His spiritual side

Trump, it turns out, is a medium.

A few weeks ago, while posthumously honoring a World War II hero, Trump gave the man’s family a report on their departed loved one. He was “looking down from Heaven, proud of this incredible honor, but even prouder of the legacy that lives on in each of you. So true.”

A few weeks before that, at what was billed as a celebration of patriotism at the White House, Trump reported to the crowd that fallen soldiers are pleased with his economic policies and increases in the stock market. “Many of them are looking down right now at our country, and they are proud,” he said.

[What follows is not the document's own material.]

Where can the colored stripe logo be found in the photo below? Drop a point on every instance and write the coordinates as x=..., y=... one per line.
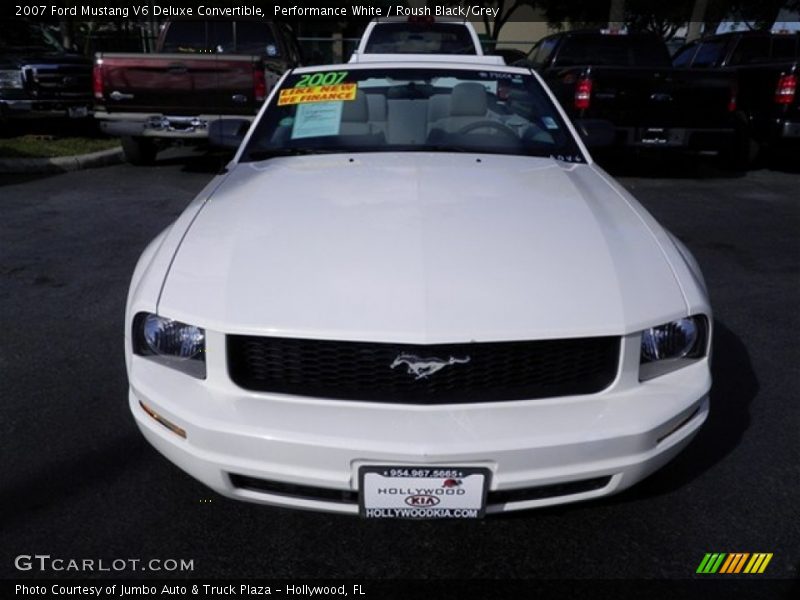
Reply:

Sometimes, Trump pinpoints the location of the deceased, using some psychic GPS. At an outdoor Medal of Honor ceremony in May for soldiers lost at a battle in Afghanistan, Trump pointed at a location in the sky and said, “They are looking down right now.” A week before that, outside the Capitol, Trump pointed to a point in the sky over his head and told the family of a slain police detective: “So she’s right now, right there. And she’s looking down.”

Well, it’s scientific. They’re in a spot in the sky where they can hear Trump. Naturally they’re not in the sky above Indonesia or something – that would be silly.

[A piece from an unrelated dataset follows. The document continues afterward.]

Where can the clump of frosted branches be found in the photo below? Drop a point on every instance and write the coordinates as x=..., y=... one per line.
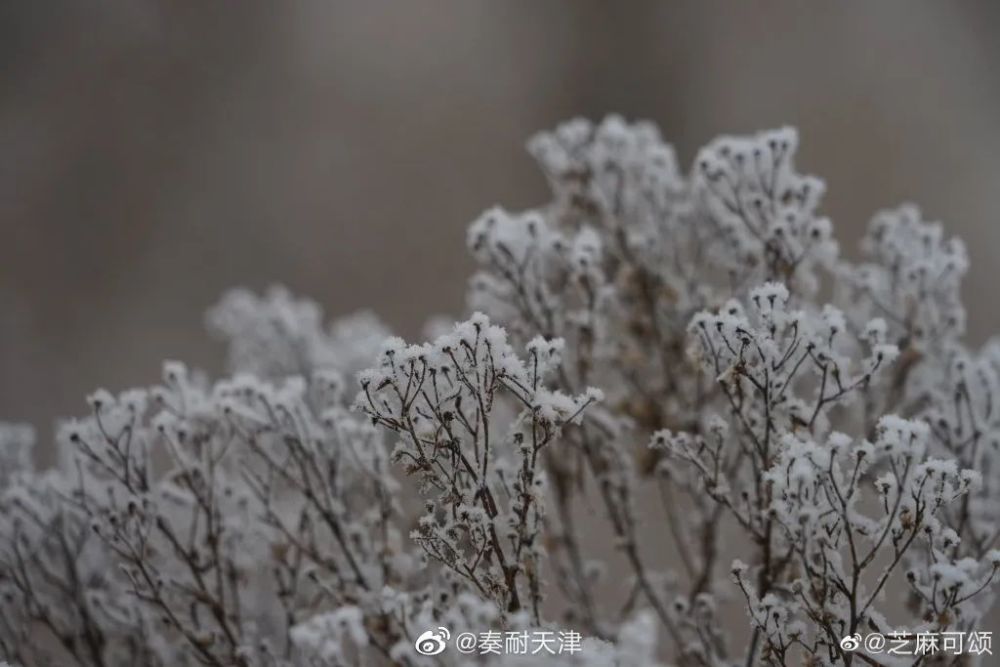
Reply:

Occasionally, something must get lost in the cloud and Trump receives a heavenly miscommunication. Speaking to a steelworker at the White House in March, Trump informed the man: “Your father, Herman, he’s looking down, and he’s very proud of you right now.”

“Oh, he’s still alive,” the steelworker said.

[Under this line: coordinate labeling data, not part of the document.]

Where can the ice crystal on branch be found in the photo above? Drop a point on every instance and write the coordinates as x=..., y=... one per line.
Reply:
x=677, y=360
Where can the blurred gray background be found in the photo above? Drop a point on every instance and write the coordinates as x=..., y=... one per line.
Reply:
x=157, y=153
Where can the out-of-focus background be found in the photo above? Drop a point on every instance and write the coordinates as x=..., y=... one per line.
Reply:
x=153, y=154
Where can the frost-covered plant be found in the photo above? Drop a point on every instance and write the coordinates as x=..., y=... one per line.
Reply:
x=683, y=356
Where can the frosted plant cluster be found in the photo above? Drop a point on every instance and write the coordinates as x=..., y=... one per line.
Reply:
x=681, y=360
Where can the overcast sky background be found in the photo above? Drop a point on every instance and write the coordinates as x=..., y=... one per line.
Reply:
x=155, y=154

“Then he’s even more proud of you,” Trump said.

Wait what? He’s less proud when he’s dead? Is that orthodox theology? It seems kind of sad.

After a column of mine mentioned one of Trump’s conversations with the dead, I was contacted by Karen Park, a professor of theology and religious studies at St. Norbert College in De Pere, Wis. “My sense is that this is what passes for spirituality for Trump — a world where imaginary dead white people take an elevator to a heavenly penthouse where they look down on him with approval,” she told me.

With approval and just a bit of envy, because his penthouse is nicer than theirs, heavenly or no heavenly.

Trump does allow that some people may not land in that gauzy heaven. In 2016 in Iowa, he threw a group of farmers a theological curveball after telling them they would be looking down happily after death. “We hope you’re looking down, anyway,” he amended.

Do we? Do we? Do we not rather hope they have better things to do than look down at Trump?